Herr Reichsleiter! Dank Ihnen wurde ich vor elf Jahren sehend in dieser Frage und schrieb die von Ihnen damals im ›Weltkampf‹ gebrachten Artikel ›Falsche Propheten‹ usw. und dann die Sonderausgabe ›Doktor Steiner – ein Schwindler wie keiner!‹ Diese Veröffentlichung hat mir den Rest gegeben. Sämtliche Juden, Jesuiten, Freimaurer und Kommunisten haben mir nicht soviel geschadet und schaden mir nicht soviel bis auf den heutigen Tag, wie die Anthroposophen. ›Wir werden dafür sorgen, dass Schwartz-Bostunitsch es niemals zu etwas bringt‹, sagten die Anthroposophen vor Zeugen nach der Machtergreifung, und sie haben ihr Wort gehalten. Denn gegen geheime Verleumdung ist ein anständiger Mensch wehrlos, und zur offenen haben diese Feiglinge nie den Mut. Doch es geht hier nicht um mich. Ich habe mich mit meinem beispiellos tragischen Los längst abgefunden. Ich habe seit 1923 (angefangen mit Scheubner-Richters ›Aufbau‹) bis auf den heutigen Tag für die großen Ideen unseres Führers nicht um den Lohn willen, sondern um Deutschlands willen gekämpft. Und Deutschland geht es, Gott sei Dank, gut.
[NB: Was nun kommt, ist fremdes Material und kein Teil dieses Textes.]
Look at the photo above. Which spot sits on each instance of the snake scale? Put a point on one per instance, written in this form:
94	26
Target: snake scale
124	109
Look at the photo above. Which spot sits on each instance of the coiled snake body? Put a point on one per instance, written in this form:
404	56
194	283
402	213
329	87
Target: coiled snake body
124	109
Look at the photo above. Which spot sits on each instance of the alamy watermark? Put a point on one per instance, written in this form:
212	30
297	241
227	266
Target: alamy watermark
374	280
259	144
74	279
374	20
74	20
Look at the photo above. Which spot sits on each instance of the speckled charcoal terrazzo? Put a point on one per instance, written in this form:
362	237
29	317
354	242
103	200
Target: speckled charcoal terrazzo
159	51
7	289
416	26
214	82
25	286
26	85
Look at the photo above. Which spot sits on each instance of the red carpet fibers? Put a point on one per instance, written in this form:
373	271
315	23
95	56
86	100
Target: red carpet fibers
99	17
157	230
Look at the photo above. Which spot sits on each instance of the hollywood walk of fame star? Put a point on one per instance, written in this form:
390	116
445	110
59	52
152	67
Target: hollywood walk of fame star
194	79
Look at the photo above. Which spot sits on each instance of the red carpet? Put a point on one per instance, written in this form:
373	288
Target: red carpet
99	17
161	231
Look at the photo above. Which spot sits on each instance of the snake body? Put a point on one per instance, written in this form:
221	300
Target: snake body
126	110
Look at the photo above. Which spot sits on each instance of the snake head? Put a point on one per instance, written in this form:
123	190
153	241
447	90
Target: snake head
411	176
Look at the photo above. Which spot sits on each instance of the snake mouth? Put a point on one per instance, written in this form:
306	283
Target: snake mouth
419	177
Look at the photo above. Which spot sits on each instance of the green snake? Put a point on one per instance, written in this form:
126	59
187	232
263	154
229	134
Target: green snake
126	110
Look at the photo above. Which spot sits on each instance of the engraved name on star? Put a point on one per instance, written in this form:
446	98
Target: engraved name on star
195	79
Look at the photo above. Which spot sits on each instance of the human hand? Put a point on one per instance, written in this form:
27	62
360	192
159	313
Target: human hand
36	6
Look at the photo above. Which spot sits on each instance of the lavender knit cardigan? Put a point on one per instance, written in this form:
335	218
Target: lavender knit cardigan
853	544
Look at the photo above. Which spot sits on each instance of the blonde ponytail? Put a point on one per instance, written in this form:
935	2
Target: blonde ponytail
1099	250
Dass auch ich und meine treue Mitkämpferin, meine Frau, unser Scherflein zum Baue des stolzen Doms, Großdeutschland genannt, beitragen durften, erfüllt uns mit Freude und Stolz, und ist unsere Rechnung beglichen. Wenn heute mein Wissen und Können, meine langjährige Erfahrung und mein erprobter Kampfmut brach liegen, nun, so muss es so sein. Aber bis jetzt hatte ich die Genugtuung, dass wenn auch ich unter die Räder komme, der stolze Wagen fährt den richtigen Weg. Die Gewährung aber einer freien Bahn solchen Volksschädlingen, wie die Anthroposophen, lässt die bittersten Zweifel aufkommen. Und daher schreibe ich diese Zeilen.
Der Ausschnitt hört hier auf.